Finn the half-Great was just that. Greater than some and less than others, he made his way in the world as best he could….” Open Book talks to Theo Caldwell about his book, Finn the half-Great (Tundra Books), his next project and more.

Open Book: Toronto:
Tell us about your book, Finn the half-Great.

Theo Caldwell:
Our hero, Finn McCool, is half a giant and the most famous hero in Ireland. At fourteen feet tall (give or take), you’d think Finn is the biggest thing on the Emerald Isle. Not so, not by a long chalk. When he ventures from his childhood home, Finn discovers that ancient Britain is a land of giants, dragons, wizards and men, in which he is only one little fellow. Just like in real life – there’s always someone bigger and there’s always someone smaller. To wit, we’re all half-great.

You work as an investment manager and a financial writer. What inspired you to write a young adult novel?

Investment managers are the folks most in need of inspiration these days.

Which books made a great impression on you when you were a child?

The Hobbit, Wind in the Willows, Watership Down and Animal Farm.

Did you have a specific readership in mind when you wrote your book?

Kids are smarter than big people recognize. I wasn’t a particularly precocious child myself, but neither was I as gaping and gobsmacked as my superiors supposed. More than anything, I want children to read and be challenged by Finn’s adventures. If grown-ups want to have a look too, they’re certainly welcome (not that I could stop them, anyway), but little people are very important.

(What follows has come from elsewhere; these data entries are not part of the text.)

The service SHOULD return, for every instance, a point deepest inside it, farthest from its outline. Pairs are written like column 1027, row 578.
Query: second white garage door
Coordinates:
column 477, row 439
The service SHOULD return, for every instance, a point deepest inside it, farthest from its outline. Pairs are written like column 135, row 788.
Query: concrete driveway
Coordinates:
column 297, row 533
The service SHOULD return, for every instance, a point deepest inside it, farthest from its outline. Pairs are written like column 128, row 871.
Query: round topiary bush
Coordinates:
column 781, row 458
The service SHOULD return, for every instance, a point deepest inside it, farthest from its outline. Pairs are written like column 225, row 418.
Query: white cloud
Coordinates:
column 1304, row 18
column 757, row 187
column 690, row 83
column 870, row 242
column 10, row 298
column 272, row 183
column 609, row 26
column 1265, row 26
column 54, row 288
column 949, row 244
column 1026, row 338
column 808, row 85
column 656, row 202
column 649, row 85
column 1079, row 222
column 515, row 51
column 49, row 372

What’s the best advice you’ve ever received as a writer?

Be there when it happens.

Describe your ideal writing environment.

Dogs are present and there is something else that I should be attending to. I read once that there is no amount of work a man cannot do, so long as it is not the work he is supposed to be doing at that moment. I thrive on distraction. F. Scott Fitzgerald described writing as holding your breath under water. For me, that means I can bang out a few words, then I need something to go busy myself with before I sit back down and write a few more.

If you had to choose three books as a “Welcome to Canada” gift, what would those books be?

Xenophobe’s Guide to the Canadians, Atlas Shrugged and I Want To Go Home.

What are you reading right now?

The Bible, cover to cover, including all the “Him-Ham begat Zim-Zam” stuff in the early books. I’m up to First Kings. We’re winning, so far.

What advice do you have for writers who are trying to get published?

Finish your project first. Once you have a complete piece, the world is your oyster. Selling your work is a separate skill set, so keep it out of your head while you’re writing and create the best book you can. To do that, write a couple hundred good words every day. No need to overdo it if the muse isn’t with you. Better a couple hundred well-chosen words than pages of balderdash. At that moderate pace, in the space of a year, you’ll have a novel. When it comes to getting published, there is no substitute for enthusiasm. I’ve heard that anyone can be enthusiastic for 30 minutes, but a successful person stays enthusiastic for 30 years. Go through your network of friends and colleagues to find publishing contacts. Publishers have Byzantine rules for submissions, but jumping the queue has a rich and noble tradition and I recommend it highly.

What is your next project?

The second book in Finn’s five-part journey, Finn the half-Great and the Death of Gogmagog.